Great Personalities

Helen Keller Biography and Works.

Helen Keller Biography and Works.

An author, political activist and lecturer, Helen Keller was the first deaf and blind person to be a graduate. Her life is an example of how perseverance can overcome obstacles.

Helen Keller was born on June 27, 1880 in Tuscumbia, Alabama.

When she was one year and seven months old, she suffered from fever, assumed to be scarlet fever that left her deaf and blind. She was recommended to the Perkins Institute for the Blind in Boston by Alexander Graham Bell.

She met her teacher, Anne Sullivan in the Perkins Institute. Sullivan discovered a unique way to teach Helen words and their meanings. She once held Helen’s hand under the flowing water. As the water fell on her hand, Sullivan wrote the alphabets of the word, ‘water’ one by one on her arm. Helen tried to grasp every motion felt on her arm and realized that the substance falling on her hand was called ‘water’.
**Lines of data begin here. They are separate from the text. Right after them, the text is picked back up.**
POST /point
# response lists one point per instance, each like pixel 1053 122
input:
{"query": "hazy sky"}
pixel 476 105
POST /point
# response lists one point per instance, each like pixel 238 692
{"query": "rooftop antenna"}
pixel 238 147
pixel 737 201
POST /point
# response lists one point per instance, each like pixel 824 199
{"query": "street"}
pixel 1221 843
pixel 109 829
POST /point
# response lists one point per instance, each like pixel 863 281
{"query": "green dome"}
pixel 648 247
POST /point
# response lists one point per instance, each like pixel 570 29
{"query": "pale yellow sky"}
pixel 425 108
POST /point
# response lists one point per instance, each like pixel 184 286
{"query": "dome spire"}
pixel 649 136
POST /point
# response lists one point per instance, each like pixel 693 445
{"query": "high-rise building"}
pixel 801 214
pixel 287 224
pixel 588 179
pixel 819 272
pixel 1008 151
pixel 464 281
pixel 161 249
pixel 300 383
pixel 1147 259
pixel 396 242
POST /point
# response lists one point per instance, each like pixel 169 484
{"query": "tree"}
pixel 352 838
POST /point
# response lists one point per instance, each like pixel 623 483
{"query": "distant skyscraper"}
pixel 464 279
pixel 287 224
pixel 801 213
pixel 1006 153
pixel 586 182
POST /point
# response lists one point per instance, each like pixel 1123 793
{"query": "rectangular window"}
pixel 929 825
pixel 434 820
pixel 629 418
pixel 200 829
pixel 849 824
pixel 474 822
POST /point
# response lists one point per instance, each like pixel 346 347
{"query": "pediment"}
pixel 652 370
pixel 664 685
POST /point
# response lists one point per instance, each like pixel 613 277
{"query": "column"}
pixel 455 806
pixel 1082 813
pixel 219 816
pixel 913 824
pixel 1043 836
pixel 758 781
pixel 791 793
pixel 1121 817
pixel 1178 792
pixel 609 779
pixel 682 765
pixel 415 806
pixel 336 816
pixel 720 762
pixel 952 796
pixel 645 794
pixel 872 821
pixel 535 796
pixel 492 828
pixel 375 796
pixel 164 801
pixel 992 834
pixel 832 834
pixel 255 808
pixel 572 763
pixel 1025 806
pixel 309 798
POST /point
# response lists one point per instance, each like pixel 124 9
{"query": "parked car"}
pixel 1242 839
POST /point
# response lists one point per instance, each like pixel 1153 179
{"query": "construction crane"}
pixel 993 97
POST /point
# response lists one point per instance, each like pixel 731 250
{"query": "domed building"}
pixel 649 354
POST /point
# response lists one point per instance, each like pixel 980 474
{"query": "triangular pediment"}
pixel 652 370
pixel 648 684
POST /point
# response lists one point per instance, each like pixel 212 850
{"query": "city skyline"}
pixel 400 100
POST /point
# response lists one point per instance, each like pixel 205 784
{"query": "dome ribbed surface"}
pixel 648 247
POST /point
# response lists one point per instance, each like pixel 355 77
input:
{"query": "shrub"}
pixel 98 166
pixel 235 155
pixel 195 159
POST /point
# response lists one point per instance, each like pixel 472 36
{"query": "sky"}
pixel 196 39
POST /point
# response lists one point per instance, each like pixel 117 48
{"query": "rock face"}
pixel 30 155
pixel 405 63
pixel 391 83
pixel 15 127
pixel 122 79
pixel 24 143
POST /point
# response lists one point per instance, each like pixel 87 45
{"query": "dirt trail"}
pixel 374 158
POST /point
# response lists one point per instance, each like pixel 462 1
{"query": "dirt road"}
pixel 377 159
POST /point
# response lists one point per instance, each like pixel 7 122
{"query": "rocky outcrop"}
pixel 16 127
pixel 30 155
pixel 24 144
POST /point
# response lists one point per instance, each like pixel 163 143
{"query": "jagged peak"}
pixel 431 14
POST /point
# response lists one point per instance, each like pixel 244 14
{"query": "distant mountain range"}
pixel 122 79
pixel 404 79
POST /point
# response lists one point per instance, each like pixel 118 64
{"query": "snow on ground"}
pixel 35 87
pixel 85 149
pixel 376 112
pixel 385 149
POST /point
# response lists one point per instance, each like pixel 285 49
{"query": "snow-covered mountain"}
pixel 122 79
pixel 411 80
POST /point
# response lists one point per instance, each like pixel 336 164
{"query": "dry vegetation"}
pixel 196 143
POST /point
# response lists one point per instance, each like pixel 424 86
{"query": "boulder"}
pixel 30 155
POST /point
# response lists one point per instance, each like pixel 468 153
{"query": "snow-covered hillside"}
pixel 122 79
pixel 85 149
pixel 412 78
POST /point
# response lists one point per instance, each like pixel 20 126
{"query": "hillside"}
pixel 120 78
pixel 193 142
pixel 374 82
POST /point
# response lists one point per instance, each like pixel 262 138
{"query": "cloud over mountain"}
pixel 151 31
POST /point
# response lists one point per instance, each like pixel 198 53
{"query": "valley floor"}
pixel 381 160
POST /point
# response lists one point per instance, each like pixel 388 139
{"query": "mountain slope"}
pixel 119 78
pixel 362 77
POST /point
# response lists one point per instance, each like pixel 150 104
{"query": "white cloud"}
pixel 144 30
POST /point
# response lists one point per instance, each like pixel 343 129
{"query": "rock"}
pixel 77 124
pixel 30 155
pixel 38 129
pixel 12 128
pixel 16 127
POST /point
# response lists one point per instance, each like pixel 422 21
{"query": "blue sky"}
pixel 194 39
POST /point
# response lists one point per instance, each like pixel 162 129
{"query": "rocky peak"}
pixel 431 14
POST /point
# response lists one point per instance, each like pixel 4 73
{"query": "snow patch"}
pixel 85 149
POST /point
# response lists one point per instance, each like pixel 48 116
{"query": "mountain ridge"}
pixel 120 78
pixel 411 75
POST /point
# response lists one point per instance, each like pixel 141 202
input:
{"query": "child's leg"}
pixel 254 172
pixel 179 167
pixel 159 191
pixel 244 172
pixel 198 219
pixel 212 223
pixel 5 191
Sullivan’s teaching abilities and Helen’s will to learn helped her to pass examinations, learn five languages and write twelve books, including her autobiography, “The Story of My Life’.

She was involved in campaigns for women’s rights at her college level, which laid the foundation for her as a socialist. Helen also wrote articles for The Masses’, a socialist journal. She devoted her life and travelled around the world to raise funds for the American Foundation of the Blind.

Helen Keller died in Westport, Connecticut, on June 1, 1968.

Trivia

Helen had a protruding left eye, due to which she was usually photographed in profile. Both her eyes were later replaced with glass eyes for ‘medical and cosmetic reasons.

Quote

“I can see, and that is why I can be happy, in what you call the dark, but which to me is golden. I can see a God-made world, not a man-made world.”